The town feels like it is inhabited by one big family. On our way to visit the burnt-out office of the delegation, we meet a young Salafi. He gently grabs my bag from the ground and walks away with it. Then he turns around, laughing about his joke, and gives me a hug.
A year after the revolution, Safouane complained about the mayor’s office of the district. "His system was not legitimate," Safouane says. In response, the authorities put out a search warrant for Safouane, but he stayed hidden in Bouzaiane for more than a year. "It worked like a cocoon. The police couldn’t enter. And if they did, they wouldn’t have dared to come for me."

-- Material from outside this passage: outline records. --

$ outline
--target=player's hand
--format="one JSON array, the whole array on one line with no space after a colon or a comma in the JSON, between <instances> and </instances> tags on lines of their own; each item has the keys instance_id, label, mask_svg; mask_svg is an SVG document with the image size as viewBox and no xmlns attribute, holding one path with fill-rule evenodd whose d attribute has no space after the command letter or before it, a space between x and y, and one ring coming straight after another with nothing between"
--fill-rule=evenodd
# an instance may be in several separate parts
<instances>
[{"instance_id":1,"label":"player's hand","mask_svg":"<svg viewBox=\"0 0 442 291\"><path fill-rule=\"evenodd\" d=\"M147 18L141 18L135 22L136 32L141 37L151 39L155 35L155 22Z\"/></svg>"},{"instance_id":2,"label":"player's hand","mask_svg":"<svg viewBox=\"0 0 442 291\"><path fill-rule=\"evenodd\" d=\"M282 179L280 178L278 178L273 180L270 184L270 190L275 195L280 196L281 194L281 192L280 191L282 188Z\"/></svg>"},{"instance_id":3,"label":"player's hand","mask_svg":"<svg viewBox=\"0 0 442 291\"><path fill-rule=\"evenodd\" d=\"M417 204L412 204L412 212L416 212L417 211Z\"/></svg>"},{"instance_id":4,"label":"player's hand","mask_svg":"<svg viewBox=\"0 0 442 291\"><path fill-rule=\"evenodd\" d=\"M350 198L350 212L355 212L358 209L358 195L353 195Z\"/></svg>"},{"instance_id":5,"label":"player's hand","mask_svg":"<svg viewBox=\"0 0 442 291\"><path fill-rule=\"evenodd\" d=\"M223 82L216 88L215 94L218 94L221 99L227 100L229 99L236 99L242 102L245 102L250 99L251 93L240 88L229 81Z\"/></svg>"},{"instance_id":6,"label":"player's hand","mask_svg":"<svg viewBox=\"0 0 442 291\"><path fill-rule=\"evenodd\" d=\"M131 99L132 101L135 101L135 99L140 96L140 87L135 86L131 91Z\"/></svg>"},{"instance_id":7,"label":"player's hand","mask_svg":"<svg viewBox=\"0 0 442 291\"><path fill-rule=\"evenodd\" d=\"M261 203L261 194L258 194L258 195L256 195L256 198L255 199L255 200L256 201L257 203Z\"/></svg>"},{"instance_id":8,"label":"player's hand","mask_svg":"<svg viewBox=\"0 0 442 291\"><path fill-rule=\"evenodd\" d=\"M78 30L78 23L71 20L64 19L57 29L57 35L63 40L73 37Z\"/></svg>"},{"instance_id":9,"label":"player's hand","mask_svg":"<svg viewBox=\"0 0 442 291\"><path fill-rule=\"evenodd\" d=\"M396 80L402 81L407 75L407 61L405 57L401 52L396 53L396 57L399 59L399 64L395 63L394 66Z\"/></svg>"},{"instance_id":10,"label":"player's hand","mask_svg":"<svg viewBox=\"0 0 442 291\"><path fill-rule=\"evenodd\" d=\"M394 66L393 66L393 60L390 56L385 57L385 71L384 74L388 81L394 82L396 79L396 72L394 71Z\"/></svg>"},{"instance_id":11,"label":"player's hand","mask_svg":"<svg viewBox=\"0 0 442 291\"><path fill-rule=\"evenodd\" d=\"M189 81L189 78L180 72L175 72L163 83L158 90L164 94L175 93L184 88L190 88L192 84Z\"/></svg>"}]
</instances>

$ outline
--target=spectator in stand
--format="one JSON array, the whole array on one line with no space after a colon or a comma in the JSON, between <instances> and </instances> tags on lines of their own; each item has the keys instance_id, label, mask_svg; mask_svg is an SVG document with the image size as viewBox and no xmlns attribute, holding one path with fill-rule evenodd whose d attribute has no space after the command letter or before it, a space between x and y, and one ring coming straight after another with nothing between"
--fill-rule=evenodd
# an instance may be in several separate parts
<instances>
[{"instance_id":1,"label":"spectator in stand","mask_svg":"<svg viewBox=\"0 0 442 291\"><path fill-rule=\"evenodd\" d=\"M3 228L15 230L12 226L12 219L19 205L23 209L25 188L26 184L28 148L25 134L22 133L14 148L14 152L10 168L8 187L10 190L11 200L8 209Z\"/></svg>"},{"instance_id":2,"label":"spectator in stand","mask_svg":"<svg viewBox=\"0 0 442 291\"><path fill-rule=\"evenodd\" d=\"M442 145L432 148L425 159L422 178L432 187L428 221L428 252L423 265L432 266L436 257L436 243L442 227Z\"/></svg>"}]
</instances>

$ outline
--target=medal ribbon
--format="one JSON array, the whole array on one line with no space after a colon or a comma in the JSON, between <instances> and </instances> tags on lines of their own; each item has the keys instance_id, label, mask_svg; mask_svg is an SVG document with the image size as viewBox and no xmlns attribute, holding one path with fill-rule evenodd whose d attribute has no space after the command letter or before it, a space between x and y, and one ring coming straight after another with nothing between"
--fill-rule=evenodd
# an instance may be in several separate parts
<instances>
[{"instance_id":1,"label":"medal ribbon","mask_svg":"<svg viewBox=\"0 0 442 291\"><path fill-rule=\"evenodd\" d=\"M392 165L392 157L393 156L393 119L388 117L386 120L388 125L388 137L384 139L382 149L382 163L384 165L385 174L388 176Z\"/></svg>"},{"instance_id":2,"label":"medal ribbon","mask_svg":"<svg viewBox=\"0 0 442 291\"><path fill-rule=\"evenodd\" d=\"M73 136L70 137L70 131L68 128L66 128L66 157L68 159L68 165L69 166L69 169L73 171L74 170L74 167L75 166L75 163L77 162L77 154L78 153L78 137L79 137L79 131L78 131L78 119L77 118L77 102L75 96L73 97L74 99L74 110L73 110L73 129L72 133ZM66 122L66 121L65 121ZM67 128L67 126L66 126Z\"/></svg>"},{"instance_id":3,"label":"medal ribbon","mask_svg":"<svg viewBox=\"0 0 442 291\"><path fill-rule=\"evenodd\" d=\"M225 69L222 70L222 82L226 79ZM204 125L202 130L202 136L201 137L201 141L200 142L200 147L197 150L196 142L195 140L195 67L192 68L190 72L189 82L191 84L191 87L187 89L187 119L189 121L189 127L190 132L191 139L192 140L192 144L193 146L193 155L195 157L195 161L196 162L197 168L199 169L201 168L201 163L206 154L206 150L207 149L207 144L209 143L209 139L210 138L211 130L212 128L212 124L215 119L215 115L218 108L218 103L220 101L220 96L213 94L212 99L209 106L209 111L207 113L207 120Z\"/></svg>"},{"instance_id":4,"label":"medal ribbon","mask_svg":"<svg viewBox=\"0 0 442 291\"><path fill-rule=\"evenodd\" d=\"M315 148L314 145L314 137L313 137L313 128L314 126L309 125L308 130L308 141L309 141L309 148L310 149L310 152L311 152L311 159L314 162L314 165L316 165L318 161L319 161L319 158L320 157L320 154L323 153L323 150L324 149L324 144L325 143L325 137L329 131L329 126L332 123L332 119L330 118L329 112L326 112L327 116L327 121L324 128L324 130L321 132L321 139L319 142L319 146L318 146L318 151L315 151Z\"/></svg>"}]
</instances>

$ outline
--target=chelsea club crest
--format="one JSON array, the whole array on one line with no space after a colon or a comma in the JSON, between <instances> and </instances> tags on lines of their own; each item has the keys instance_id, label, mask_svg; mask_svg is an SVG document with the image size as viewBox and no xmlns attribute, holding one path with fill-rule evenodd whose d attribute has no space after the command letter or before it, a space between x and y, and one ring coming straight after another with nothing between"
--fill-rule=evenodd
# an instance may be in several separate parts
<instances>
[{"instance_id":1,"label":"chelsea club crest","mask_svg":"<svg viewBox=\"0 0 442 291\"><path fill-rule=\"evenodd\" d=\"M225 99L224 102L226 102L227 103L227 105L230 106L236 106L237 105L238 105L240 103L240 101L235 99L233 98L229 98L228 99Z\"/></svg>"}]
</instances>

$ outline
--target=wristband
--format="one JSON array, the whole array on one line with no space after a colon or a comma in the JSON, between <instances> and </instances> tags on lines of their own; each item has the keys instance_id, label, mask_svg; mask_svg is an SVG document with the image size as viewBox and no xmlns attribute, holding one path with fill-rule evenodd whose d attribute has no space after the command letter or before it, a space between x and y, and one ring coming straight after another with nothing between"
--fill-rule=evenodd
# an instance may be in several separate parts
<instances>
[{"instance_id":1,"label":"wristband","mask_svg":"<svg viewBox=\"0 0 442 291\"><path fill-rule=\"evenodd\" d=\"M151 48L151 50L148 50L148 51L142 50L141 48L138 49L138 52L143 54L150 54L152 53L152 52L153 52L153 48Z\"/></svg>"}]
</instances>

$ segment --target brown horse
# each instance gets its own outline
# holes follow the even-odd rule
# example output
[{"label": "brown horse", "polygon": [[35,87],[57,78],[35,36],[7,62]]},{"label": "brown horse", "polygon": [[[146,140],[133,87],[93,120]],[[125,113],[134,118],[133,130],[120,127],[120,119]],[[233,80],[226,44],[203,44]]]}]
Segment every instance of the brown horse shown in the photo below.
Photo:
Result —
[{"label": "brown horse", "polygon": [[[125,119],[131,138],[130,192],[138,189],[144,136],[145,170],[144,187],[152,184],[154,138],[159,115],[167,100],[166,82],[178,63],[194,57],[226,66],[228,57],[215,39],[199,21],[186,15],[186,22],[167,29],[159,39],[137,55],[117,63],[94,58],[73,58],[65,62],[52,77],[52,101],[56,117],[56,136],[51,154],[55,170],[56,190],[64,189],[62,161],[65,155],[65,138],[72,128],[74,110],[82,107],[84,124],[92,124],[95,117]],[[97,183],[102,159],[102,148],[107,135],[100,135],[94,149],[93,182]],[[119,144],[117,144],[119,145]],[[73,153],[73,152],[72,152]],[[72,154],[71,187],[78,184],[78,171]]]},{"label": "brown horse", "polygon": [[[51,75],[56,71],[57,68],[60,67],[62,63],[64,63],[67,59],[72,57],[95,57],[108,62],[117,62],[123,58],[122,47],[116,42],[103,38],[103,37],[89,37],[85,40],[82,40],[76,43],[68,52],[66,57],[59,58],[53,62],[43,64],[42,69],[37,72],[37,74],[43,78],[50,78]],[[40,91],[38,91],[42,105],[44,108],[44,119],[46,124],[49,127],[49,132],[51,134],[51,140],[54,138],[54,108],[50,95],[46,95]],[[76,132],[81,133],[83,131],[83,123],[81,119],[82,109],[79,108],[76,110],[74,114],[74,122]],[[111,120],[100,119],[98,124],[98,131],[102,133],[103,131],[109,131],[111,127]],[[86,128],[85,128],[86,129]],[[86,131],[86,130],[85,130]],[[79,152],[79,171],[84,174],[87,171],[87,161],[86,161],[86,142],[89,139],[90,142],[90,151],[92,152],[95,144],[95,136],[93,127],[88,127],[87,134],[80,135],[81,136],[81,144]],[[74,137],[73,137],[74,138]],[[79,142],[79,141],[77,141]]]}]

Meanwhile, the mayor asked for a transfer. There hasn't been a mayor since. On the blackened wall of the deserted administration building, someone tagged a message: "Thank you people, please continue until the end."
Today, they still regularly "go to Sidi Bouzid to get the regional governor ousted", Safouane says as if he talked about going grocery shopping.
From Tunisia to Wall Street
Bouzaiane has a long tradition of protest and revolutionary sacrifice. The town took its name from independence fighter Houcine Bouzaiane, whose death immediately following independence from France remains unexplained. Four years ago, on 24 December 2010, as the first signs of popular revolt stirred, Bouzaiane gave the revolution its first dead, two young men killed by police, after 1,800 policemen had rushed to the town of 6,000.
Menzel Bouzaiane has been a hotspot for dissent [AFP] |
The people of Bouzaiane also came up with the slogan of the revolution. "Al-shaab yurid isqat al-nidham” – "The people want the fall of the system". Months later, the Occupy Wall Street movement took over the words in their original version. The owner of one of Bouzaiane’s cafés still greets all his customers with a smiling, "Al-shaab yurid".
They want to defend their freedom of expression against injustice. Jacer, Safouane and their friends could talk for hours. Hundreds of hectares of abandoned agricultural land around Bouzaiane belong to the state. The state, Jacer says, won't even give them up to farmers on credit. "They are waiting for a millionaire to take it all over."
Sometimes, authorities blame the lack of investment on the behaviour of the protestors. "But that’s exactly what we are protesting for: investment," Safouane bursts out. A paradox.
A couple of rich investors did seem keen at one point, but the locals are none too keen on them. The 'businessmen' would receive help from the state to establish a company. Like "that one guy". He announced a new brick factory in the neighbouring clay hills. After he built a few walls, he received his financial support from the government. And then he left.
Another investor built a textile factory. He made money from generous state incentives. To do so, he would fire employees – all women – after a year at work and hire new ones. When the inhabitants helped the women build a workers' union, the investor threatened to leave. They sued. In the end, he had to stay. For once, justice was on their side.
In Bouzaiane, everything seems to revolve around "true justice". The governor once offered to intervene with the judge on all the current trials against inhabitants if they "keep quiet for a while". They refused. Instead, they went to protest against his corruption and "ousted" him.
Four years and two elections after the revolution, the pirate town is one of a handful that continue to regulate themselves. Safouane was on trial that week, for burning down the police station, hitting the mayor and flag burning. He denies everything. The courthouse expected a turnout from all corners of the inner regions.
The trial was postponed until February.